No obstante, es una virtud de la vapuleada política chilena que aquella generación tan crítica de la democracia construida desde los 90 llegara al poder por una vía enteramente institucional. Y aunque no son pocos quienes la consideran solo instrumental, es un triunfo de la política institucional. “Habitar la República” se yergue como un mandato para el Gobierno. Me pregunto entonces qué ha pasado con el mandato de la Convención Constitucional.
Recuerdo con cuán estúpida ingenuidad imaginé cómo podría ser la instauración de la Convención. Por razones enteramente personales lo conversé con algunos personeros de gobierno insistiendo en que la ceremonia de investidura fuera un ritual “de paso”. Tenía en mi cabeza la ceremonia con que se celebró la promulgación de la Ley de Instrucción Primaria Obligatoria en 1920. La escena es deslumbrante: Darío Salas preside el desfile en la Alameda, y tras él, profesores y alumnos sujetan a la vez que cortejan una gigantesca bandera chilena. Les seguían todas las escuelas de la capital con sus respectivos profesores entonando el himno escrito por el propio Salas para la ocasión y el himno nacional, que debía coincidir con el momento en que pasaban frente a La Moneda, donde estaba la tarima presidencial. La ley se había discutido durante 20 años, transformándose en un eje divisorio de la política chilena entre conservadores católicos y radicales.
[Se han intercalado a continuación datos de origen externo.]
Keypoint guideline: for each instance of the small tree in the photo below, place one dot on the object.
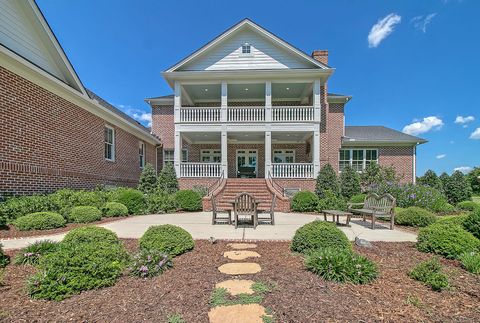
(349, 182)
(167, 180)
(327, 180)
(148, 179)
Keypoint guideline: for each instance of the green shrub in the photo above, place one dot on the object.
(471, 262)
(114, 209)
(74, 268)
(319, 235)
(133, 199)
(447, 240)
(472, 223)
(84, 214)
(39, 221)
(430, 273)
(415, 217)
(159, 202)
(31, 255)
(304, 201)
(327, 180)
(149, 263)
(90, 234)
(188, 200)
(341, 266)
(167, 238)
(331, 201)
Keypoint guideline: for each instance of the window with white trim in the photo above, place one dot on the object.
(284, 156)
(358, 159)
(211, 156)
(141, 154)
(109, 140)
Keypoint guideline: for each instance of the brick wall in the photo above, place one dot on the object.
(48, 143)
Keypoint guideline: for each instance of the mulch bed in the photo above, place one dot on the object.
(300, 296)
(10, 232)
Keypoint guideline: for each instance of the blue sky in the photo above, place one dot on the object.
(409, 65)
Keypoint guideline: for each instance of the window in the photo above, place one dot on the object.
(141, 154)
(109, 143)
(211, 156)
(359, 159)
(284, 156)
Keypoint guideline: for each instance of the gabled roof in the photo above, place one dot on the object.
(240, 25)
(378, 134)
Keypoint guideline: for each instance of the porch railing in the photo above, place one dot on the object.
(289, 170)
(292, 113)
(200, 169)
Pues bien, en la tarima junto al Presidente Juan Luis Sanfuentes y el Presidente electo Arturo Alessandri estaba el arzobispo de Santiago, lo cual podría ser solo protocolar, pero ¡desfilaron todas las escuelas católicas! Hipocresía de una casta privilegiada o algo así dirían ahora. Pues no. Porque en la discusión de la ley —1.500 páginas que son una novela y que me consta muy pocos historiadores han leído— el debate transitó de la lucha entre el derecho del padre a educar a sus hijos y el derecho del niño a recibir educación, al otro problema crucial: por qué esos padres no enviaban a sus hijos a la escuela. La respuesta era tan sencilla como dramática: por pobres.
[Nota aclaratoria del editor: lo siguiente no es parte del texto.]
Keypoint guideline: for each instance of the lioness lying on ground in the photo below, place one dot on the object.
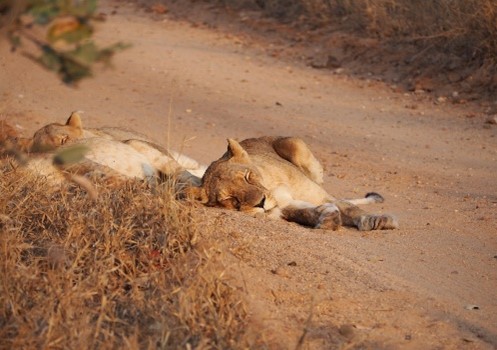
(280, 176)
(109, 152)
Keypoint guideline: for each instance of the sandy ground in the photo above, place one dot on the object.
(430, 284)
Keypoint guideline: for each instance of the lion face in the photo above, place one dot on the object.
(233, 182)
(55, 135)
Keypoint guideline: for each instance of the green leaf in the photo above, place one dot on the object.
(70, 30)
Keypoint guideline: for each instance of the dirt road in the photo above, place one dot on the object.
(430, 284)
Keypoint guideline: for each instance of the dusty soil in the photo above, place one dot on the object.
(430, 284)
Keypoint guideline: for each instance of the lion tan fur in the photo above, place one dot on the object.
(281, 177)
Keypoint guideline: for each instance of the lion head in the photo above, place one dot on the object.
(233, 182)
(55, 135)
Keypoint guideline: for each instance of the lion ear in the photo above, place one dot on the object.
(197, 193)
(75, 120)
(236, 150)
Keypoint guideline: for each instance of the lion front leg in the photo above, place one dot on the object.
(326, 216)
(354, 216)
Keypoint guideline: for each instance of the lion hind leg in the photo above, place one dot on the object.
(297, 152)
(326, 216)
(354, 216)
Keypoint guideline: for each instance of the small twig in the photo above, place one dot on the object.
(307, 326)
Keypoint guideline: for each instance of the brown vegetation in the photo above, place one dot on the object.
(447, 47)
(128, 269)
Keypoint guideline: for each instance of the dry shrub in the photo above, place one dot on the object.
(464, 27)
(127, 270)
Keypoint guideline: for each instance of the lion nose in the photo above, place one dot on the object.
(261, 203)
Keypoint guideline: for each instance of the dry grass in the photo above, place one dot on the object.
(466, 27)
(127, 270)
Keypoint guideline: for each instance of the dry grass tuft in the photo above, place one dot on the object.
(125, 270)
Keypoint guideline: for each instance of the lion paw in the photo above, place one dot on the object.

El giro lo hicieron los conservadores que transitaban hacia el social cristianismo y también los radicales que transitaban hacia la socialdemocracia. Esa ley incluyó, entre otras cosas, nada más ni nada menos que el comienzo de la alimentación escolar. Todos tenían razones para estar ahí, aunque fuera por distintas razones.
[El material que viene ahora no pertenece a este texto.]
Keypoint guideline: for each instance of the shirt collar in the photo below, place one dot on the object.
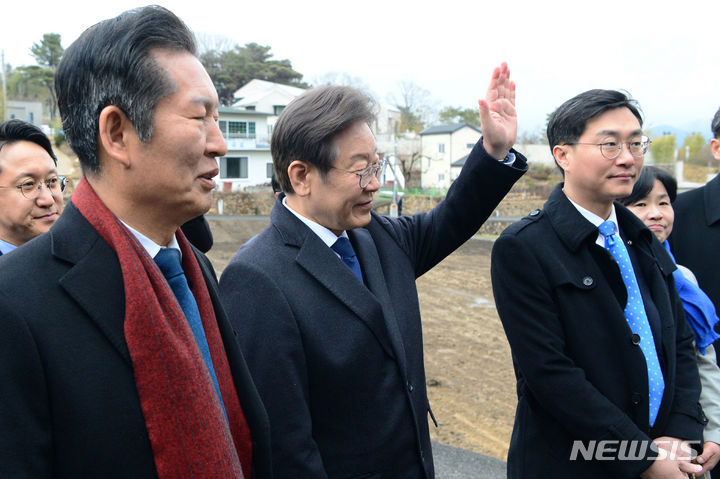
(597, 220)
(149, 245)
(327, 236)
(6, 247)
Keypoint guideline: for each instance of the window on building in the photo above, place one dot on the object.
(237, 129)
(233, 167)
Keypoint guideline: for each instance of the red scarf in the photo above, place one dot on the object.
(188, 431)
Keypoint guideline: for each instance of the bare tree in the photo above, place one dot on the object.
(417, 108)
(212, 42)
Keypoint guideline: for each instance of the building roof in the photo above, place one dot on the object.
(255, 90)
(460, 162)
(447, 129)
(241, 111)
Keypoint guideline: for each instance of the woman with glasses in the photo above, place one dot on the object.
(651, 201)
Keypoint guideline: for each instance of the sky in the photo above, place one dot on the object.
(665, 54)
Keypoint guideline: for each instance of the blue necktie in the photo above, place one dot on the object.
(636, 316)
(168, 260)
(343, 247)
Bien, me imaginaba a los convencionales caminando desde un lugar donde juraran a otro donde asumieran el cargo y que en el trayecto los acompañaran coros de niños. Era el momento performativo de transitar hacia su mandato. De solo recordar cómo fue aquello en la realidad me tomo la cabeza a dos manos por mi total desubicación.
Sin embargo, el ritual Loncon-Valladares quedará entre sus grandes momentos. El conjunto presagiaba la irrupción de voces muy nuevas cuyo objetivo primero era establecer una agenda de principios máximos más que de comunes mínimos.
Al final, y seguro que con el pesar de muchos de ellos, la Convención no quiso ni pudo habitar la República. No ha logrado generar un espíritu invitante de integración. Se nos ha dicho hasta el cansancio que debemos mirar el resultado. Bien, eso es para votar. Pero es obtuso creer que el proceso queda suspendido en el limbo. Pues no. Pesa y seguirá pesando.
Por ello se hace cada día más posible situar su desarrollo y su resultado en un “proceso constituyente” con hitos decisivos, pero no definitivos.
Tiene razón el Presidente. Habitar la República es un aprendizaje. Para ellos, para cada uno, para todos.